[Numpy-discussion] feedback request: proposal to add masks to the core ndarray

Bruce Southey bsouthey@gmail....
Fri Jun 24 09:27:55 CDT 2011


On 06/24/2011 09:06 AM, Robert Kern wrote:
> On Fri, Jun 24, 2011 at 07:30, Laurent Gautier<lgautier@gmail.com>  wrote:
>> On 2011-06-24 13:59,  Nathaniel Smith<njs@pobox.com>  wrote:
>>> On Thu, Jun 23, 2011 at 5:56 PM, Benjamin Root<ben.root@ou.edu>    wrote:
>>>> Lastly, I am not entirely familiar with R, so I am also very curious about
>>>> what this magical "NA" value is, and how it compares to how NaNs work.
>>>> Although, Pierre brought up the very good point that NaNs woulldn't work
>>>> anyway with integer arrays (and object arrays, etc.).
>>> Since R is designed for statistics, they made the interesting decision
>>> that *all* of their core types have a special designated "missing"
>>> value. At the R level this is just called "NA". Internally, there are
>>> a bunch of different NA values -- for floats it's a particular NaN,
>>> for integers it's INT_MIN, for booleans it's 2 (IIRC), etc. (You never
>>> notice this, because R will silently cast a NA of one type into NA of
>>> another type whenever needed, and they all print the same.)
>>>
>>> Because any array can contain NA's, all R functions then have to have
>>> some way of handling this -- all their integer arithmetic knows that
>>> INT_MIN is special, for instance. The rules are basically the same as
>>> for NaN's, but NA and NaN are different from each other (because one
>>> means "I don't know, could be anything" and the other means "you tried
>>> to divide by 0, I *know* that's meaningless").
>>>
>>> That's basically it.
>>>
>>> -- Nathaniel
>> Would the use of R's system for expressing "missing values" be possible
>> in numpy through a special flag ?
>>
>> Any given numpy array could have a boolean flag (say "na_aware")
>> indicating that some of the values are representing a missing cell.
>>
>> If the exact same system is used, interaction with R (through something
>> like rpy2) would be simplified and more robust.
> The alternative proposal would be to add a few new dtypes that are
> NA-aware. E.g. an nafloat64 would reserve a particular NaN value
> (there are lots of different NaN bit patterns, we'd just reserve one)
> that would represent NA. An naint32 would probably reserve the most
> negative int32 value (like R does). Using the NA-aware dtypes signals
> that you are using NA values; there is no need for an additional flag.
>

There is an very important distinction here between a masked value and a 
missing value. In some sense, a missing value is a permanently masked 
value and may be indistinguishable from 'not a number'. But a masked 
value is not a missing value because with masked arrays the original 
values still exists. Consequently using a masked value for 
'missing-ness' can be reversed by the user changing the mask at any 
time. That is really the power of masked arrays as you can real missing 
values but also 'flag' unusual values as missing!

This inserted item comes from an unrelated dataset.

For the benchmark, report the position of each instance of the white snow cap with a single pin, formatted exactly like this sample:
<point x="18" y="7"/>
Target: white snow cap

Virtually software packages are handling missing values not masked 
values. So it is really, really important that you clarify what you are 
proposing because your proposal does mix these two different concepts.

As per the missing value discussion, I would think that adding a missing 
value data type(s) for 'missing values' would be feasible and may be 
something that numpy should have. But that would not address 'masked 
values' and probably must be view as independent topic and thread.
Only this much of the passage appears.